A Heart as Black as Ink
Ink began spilling over every tangible surface- dripping down the desk like the melting smile of lipstick, falling to the floor like rain droplets and splattering against the tiles like echoes of an empty love. I saw it, I saw it, yet I did nothing to stop it. I was a helpless sinner, watching Noah’s ark drift to safety as I was overtaken by the flood that beckoned his departure. Before these words had begun to drown me I remember thinking about how holy they used to seem. Allusions to childlike wonder amiss in their homelike tales of love and adventure. Now the only thing alluded to was my own departure. Deep, and dark, and ever forthcoming.

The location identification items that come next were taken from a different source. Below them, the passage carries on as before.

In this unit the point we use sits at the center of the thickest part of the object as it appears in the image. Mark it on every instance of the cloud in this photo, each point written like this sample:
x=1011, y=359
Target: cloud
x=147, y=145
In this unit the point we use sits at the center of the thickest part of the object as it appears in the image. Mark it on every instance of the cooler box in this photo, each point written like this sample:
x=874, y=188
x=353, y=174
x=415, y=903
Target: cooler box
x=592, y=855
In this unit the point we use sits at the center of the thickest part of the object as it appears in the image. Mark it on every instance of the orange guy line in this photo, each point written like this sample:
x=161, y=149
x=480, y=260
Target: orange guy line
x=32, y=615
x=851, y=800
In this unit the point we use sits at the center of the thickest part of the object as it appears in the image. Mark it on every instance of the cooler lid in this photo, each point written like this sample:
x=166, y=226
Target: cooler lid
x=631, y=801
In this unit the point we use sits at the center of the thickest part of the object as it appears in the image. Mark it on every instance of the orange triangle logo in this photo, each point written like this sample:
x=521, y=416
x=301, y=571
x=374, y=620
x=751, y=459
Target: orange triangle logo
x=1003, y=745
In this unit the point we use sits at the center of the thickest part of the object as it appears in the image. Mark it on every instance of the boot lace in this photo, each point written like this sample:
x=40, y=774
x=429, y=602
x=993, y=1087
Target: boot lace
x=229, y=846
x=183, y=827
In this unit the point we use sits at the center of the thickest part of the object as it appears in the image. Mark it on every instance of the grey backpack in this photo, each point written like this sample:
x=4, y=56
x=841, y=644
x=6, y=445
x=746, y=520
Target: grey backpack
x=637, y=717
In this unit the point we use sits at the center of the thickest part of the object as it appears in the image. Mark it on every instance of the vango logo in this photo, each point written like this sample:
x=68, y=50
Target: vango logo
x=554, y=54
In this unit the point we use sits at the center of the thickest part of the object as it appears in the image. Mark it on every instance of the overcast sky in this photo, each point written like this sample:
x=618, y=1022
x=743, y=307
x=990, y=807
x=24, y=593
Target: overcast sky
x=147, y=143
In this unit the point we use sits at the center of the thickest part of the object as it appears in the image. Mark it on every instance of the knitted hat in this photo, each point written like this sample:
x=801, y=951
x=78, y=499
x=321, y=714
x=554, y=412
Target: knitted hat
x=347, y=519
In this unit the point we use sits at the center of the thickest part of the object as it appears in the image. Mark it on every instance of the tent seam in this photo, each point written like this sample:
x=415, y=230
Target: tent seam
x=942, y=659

Even the shadows felt thick. I tried to hide from them, worried they might travel backwards through the air and tell him I was leaving. Tell him I was still breathing. Leaving my apartment- I wondered what could break the loose chains I could hear faintly clinking around my ankles, tangling like vines and slowly gaining control of my direction.
“Hello sweetheart,” I turned on the heel of the same step, shock infested emptiness breaking the stride I had built into maintaining. Because no matter how far I went, he found me. He always seemed to find me. And I always seemed to let him.
His fingers traced the familiar path they had grown accustomed to, small lines that spoke of ownership and emptiness- all without exposing a single breath. I had thought, for a simply foolish instant, that he would have stayed at the apartment, maybe to sweep up the broken glass of his own disasters, maybe to clean up my ink that he kept spilling- yet he returned; with angry fingertips and a cracking leash.
I watched him wearily, a cat watching a wolf with a sense of casual panic.
“D a r l i n g, there is ink everywhere- are you just going to let it sink into the walls?” I could taste the menace in his voice, as if his own insecurity was spilling- as if the ink would divulge the world of his secrets- of the blossoming ink stains on my arms and the broken bottles dancing through the air in our late night ‘talks’.
The strange thing about ownership is- it never seems to be what is deserved, only what is stolen. Something stripped from hands that will cherish and given to hands blanketed in bruises and slashed with poor intention. He only proved this, turning a vacant thought into a cell I was trapped within. And there was ink everywhere.
Returning home, I let my eyes dance over the darkened furniture, the ashen walls coated with a glimmering sheen and carpet stained with darkened memories; tainted and ashen against the soft plush. Exasperated, desperate. The familiar shock settled into a quiet hum, life on earth splashed with the discontentment of living. He lurked behind, furthering my fear of shadows close or far away.
My desk was shattered. Paper lay astray like stars tossed lazily across the sky, typewriter keys broken and scattered across the floor and pens thrown like arrows stuck into the walls and the ceiling and the papers and all of anything I had ever cared about thrown and disregarded and destroyed. I was vacant in my own home. I felt his hands dig into my ribcage like detrimentally sharp knives- slinking around me like a snake, fangs poised and ready. I bent over with trembling hands and an angry heart, beginning to clean the mess of myself he had made. He had made.
Clarity. A swiftness of self recognition. Heavy flick of a wrist and empty empathy. Excuses hung all over the walls like paintings of masculine drunken mood swings and hands that sink like a fist into clay. I picked up the pen. Heavy golden decor and a sharp twisted end. A sharp, twisted, end. I stood with power I had never been allowed to show. I looked at the shattered remains of my life around my feet like ashes of a fire, jerking my fist back, aiming straight through the heart and not hesitating, f a l l i n g, relief.
Ink began spilling over every tangible surface- blossoming through his shirt and down to the floor, echoing like an angry clatter of bottles, silent after a deep breath. I saw it and did nothing to stop it, yet this time I felt calm. He grabbed me for the last time and I pushed away the fingers that had every surface of my body scratched onto them. I waited for the emptiness to settle into the old building, gathering my papers and thoughts. It was fortunate a match was struck just close enough to spark against something. It was fortunate I escaped just in time. As I watched the flames lick and savor the old wood of my home, I was not mournful. I felt the fire catch within the home of my own body. I left with the embrace of a warrior, knowing I had fought this fire too long by feeding it the wood of my body instead of letting it burn out.